In fact, in the second set
of questions to Novartis India, dna specifically asked for details of other
hospitals across India that buy Novartis branded oncology medicines and how
many patients (across all distribution channels in India) may have ended up
paying a high MRP post the price cut. The Novartis India spokesperson however
did not respond to any query saying, “We have nothing to add to our previous
response.”
What
do healthcare professionals, consumers, activists have to say?
According to former IPS
officer and lawyer, YP Singh, “While the case in point here is a non-NLEM drug,
in the overall scenario, I think there is a need to make DPCO more stringent
especially in case of significantly expensive medicines that have undergone
downward price revision. Proper mechanism needs to be put in place to ensure
hospitals sell medicines at revised rates,” said.
Commenting on the practice
by hospitals when it comes to their pharmacy operations, a senior healthcare
professional, said, “Most private hospitals insist (directly / indirectly) that
medicine for the patient be procured from the hospital medical store. Patients
are told that they will be billed for the medicines, at hospital charges, even
if they (patients / family members) insist that the medicines be purchased from
outside. It is a clear case of restrictive trade practice and also against fair
medicare practices.”
Singh asserted saying, “It
is a wrong practice (by hospital pharmacies) and the issue needs to be taken
up.” He added that despite high margins on medicines hospital pharmacies don't
offer any discounts, but a lot of standalone chemist give discounts ranging
between 5% and 10%. “There is also a need to independently regulate pharmacies
operated by hospitals,” he said.
In fact, given the pricing
issues connected with medicines, family members of patients undergoing
treatment at private and government hospitals tend to source medicines from
Dawa Bazaar (the wholesale market for medicines at Princess Street in Mumbai).

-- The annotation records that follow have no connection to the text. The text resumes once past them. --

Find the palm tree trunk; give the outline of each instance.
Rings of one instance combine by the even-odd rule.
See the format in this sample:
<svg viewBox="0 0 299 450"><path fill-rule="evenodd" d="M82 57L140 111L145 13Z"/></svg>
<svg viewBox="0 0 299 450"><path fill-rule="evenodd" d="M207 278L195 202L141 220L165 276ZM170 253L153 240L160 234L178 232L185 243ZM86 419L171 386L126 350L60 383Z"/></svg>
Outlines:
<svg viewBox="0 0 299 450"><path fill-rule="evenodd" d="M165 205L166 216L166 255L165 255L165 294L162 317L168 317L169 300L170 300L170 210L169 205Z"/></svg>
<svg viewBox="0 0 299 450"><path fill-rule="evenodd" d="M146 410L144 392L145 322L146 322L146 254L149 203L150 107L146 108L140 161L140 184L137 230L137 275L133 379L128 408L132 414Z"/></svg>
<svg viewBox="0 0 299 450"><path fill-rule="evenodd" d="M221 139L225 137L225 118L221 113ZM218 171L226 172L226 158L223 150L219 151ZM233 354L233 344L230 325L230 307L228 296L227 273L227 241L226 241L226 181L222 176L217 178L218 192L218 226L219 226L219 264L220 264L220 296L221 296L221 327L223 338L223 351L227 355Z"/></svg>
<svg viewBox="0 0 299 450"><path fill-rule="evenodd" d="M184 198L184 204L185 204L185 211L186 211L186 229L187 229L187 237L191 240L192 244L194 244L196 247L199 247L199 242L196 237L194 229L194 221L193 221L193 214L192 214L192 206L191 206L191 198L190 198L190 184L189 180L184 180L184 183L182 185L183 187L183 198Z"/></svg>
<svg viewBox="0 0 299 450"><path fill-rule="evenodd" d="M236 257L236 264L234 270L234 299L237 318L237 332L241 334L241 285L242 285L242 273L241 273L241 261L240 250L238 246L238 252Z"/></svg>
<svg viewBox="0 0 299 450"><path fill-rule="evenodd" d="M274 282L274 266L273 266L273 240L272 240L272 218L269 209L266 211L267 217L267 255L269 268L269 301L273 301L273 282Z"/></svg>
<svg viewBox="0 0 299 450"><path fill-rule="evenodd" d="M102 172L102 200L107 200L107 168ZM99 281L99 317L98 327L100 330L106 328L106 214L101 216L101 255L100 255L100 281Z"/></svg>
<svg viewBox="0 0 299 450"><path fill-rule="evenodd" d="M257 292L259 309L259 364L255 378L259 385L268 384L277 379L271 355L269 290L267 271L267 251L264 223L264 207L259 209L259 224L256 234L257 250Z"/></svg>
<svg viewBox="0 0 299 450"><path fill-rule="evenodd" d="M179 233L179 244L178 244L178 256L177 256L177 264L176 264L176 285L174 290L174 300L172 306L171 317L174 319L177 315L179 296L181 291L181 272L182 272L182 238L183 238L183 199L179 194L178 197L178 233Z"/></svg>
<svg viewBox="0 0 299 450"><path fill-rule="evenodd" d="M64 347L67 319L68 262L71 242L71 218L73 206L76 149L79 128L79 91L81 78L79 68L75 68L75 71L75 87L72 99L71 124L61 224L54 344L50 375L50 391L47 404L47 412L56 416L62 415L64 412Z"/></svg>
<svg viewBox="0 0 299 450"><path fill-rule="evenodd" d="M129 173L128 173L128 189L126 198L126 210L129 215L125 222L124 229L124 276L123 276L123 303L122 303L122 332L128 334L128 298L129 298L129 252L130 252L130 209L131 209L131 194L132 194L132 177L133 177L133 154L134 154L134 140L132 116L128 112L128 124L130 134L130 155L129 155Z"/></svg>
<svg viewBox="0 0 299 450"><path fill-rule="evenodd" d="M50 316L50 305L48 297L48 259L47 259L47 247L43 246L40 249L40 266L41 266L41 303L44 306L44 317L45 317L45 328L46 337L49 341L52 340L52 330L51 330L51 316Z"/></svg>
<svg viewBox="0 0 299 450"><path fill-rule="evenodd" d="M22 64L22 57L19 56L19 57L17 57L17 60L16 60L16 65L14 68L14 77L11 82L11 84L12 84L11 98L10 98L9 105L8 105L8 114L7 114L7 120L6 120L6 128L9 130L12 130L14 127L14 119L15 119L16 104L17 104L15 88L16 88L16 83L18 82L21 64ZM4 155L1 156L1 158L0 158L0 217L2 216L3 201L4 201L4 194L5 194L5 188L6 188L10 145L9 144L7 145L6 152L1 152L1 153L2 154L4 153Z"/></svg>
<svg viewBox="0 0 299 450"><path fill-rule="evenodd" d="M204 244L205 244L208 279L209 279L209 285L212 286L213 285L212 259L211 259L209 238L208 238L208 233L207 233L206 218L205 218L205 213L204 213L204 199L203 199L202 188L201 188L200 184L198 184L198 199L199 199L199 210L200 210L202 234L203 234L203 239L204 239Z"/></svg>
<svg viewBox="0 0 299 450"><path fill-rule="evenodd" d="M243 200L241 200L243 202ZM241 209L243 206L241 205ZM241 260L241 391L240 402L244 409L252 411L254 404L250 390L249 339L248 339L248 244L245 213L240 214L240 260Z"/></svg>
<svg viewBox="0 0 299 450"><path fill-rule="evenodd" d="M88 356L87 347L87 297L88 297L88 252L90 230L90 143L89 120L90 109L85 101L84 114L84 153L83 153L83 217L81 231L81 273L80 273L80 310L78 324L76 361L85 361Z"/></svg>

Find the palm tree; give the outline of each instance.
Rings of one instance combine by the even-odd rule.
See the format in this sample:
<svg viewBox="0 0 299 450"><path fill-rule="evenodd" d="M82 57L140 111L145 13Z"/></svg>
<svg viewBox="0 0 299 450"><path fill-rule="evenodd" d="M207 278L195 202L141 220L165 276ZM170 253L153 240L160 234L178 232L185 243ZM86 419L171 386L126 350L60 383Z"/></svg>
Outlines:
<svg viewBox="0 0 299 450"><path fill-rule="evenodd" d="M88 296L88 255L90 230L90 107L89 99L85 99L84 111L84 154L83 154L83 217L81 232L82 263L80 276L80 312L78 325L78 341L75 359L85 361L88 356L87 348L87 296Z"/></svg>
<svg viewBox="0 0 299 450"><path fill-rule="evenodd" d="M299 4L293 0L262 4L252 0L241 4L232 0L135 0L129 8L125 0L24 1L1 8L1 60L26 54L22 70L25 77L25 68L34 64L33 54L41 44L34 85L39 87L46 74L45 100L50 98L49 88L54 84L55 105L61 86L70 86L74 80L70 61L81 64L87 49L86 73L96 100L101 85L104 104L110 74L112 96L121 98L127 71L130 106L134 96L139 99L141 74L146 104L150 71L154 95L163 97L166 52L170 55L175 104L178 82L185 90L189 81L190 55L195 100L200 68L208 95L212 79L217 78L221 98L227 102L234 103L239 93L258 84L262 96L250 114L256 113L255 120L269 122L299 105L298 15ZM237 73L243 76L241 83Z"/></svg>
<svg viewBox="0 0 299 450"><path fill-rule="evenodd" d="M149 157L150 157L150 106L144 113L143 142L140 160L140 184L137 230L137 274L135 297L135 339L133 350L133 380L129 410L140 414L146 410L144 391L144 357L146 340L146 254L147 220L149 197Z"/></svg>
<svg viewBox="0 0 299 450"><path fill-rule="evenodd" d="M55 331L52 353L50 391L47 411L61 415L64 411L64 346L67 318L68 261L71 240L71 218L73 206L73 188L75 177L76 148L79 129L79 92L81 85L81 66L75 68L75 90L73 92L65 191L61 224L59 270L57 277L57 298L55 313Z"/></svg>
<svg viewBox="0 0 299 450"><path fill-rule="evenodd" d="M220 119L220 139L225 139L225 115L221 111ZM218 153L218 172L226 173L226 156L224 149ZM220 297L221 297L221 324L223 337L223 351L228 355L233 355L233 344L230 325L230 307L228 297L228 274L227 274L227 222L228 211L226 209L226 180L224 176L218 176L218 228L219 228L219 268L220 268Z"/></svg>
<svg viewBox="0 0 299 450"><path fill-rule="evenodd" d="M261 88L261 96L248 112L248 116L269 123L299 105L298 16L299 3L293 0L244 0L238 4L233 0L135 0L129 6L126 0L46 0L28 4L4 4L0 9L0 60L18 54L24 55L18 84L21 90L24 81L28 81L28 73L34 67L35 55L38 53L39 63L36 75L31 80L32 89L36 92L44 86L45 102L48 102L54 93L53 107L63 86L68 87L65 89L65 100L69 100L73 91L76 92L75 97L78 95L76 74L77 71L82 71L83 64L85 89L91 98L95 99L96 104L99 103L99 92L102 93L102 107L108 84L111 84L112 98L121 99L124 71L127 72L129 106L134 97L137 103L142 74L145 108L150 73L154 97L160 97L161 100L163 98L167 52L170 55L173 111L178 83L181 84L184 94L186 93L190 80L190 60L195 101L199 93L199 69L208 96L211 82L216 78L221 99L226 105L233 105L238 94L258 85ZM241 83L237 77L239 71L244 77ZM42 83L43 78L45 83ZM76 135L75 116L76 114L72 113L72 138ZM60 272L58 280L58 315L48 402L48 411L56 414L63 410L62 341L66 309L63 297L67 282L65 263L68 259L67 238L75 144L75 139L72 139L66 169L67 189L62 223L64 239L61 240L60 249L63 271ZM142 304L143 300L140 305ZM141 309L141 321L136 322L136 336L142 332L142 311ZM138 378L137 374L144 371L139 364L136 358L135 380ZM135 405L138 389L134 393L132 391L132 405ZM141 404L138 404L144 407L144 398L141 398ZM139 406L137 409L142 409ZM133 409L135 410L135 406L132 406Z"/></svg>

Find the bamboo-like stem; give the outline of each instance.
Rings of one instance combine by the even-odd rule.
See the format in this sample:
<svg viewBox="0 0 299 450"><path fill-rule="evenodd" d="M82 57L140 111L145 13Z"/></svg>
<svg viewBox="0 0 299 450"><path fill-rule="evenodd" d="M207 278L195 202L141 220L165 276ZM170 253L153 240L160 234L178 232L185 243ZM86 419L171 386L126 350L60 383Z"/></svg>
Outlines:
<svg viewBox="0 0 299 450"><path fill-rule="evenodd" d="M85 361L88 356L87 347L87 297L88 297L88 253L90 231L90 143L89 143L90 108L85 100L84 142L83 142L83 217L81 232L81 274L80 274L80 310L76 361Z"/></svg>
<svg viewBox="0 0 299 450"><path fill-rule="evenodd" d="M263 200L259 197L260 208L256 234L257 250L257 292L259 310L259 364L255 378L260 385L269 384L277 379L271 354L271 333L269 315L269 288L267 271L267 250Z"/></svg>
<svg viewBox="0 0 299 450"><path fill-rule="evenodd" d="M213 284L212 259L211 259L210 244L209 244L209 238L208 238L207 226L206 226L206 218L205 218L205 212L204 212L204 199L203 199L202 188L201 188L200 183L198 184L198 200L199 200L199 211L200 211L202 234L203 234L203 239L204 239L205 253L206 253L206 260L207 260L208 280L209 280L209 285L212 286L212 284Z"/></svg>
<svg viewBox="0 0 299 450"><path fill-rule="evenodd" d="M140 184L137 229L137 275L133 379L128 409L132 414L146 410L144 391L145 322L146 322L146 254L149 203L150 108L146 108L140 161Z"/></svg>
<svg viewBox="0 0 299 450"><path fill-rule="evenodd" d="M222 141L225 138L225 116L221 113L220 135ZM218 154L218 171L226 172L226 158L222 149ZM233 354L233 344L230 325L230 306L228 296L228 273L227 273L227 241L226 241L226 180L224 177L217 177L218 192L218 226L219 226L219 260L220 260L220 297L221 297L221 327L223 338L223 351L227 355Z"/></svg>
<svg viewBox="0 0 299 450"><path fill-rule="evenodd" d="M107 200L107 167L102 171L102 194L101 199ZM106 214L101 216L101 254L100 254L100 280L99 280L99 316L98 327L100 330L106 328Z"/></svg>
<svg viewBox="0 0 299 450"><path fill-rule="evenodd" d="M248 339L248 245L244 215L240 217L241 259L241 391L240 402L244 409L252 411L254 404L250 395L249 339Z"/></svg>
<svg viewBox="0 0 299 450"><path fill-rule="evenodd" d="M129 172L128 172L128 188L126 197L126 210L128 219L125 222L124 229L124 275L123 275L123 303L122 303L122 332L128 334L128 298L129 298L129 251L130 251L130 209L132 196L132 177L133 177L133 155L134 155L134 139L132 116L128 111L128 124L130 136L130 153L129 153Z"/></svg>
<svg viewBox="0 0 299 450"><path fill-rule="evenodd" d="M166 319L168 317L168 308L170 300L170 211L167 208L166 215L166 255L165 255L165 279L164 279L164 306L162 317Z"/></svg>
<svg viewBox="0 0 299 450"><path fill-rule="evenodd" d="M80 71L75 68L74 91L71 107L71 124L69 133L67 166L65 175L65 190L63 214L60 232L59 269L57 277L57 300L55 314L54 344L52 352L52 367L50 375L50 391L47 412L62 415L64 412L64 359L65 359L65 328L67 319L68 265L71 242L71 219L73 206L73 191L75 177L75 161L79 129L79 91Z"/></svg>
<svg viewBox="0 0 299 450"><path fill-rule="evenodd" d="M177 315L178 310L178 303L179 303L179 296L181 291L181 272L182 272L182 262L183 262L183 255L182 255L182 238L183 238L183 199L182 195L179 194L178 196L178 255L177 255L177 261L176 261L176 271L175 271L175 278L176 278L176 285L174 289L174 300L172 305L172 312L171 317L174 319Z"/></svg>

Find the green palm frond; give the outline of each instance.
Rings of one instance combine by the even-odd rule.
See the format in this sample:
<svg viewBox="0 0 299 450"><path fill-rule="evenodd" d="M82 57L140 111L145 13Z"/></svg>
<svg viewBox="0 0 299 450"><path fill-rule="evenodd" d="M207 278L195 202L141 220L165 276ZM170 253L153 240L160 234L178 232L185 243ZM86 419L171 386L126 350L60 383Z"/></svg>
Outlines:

“The difference in prices can be as little as 20% and as high as 50%,” said a
Mumbai resident who faced issues with purchasing medicines at a private
hospital.
Conclusion
It is a known fact that
falling ill can be one of the most traumatic experiences for any middle class
family in India. And if it's a serious illness like cancer or related health
condition, the high cost of medicare can financially cripple, if not make the
patient's family bankrupt.
“Government supported
hospitals like Tata Memorial over-charging for medicines is very shocking. If
that's the case, one can only imagine how rapacious could private hospitals
get! This is something, government authorities in-charge of health services
should investigate and control,” said the healthcare professional quoted
earlier.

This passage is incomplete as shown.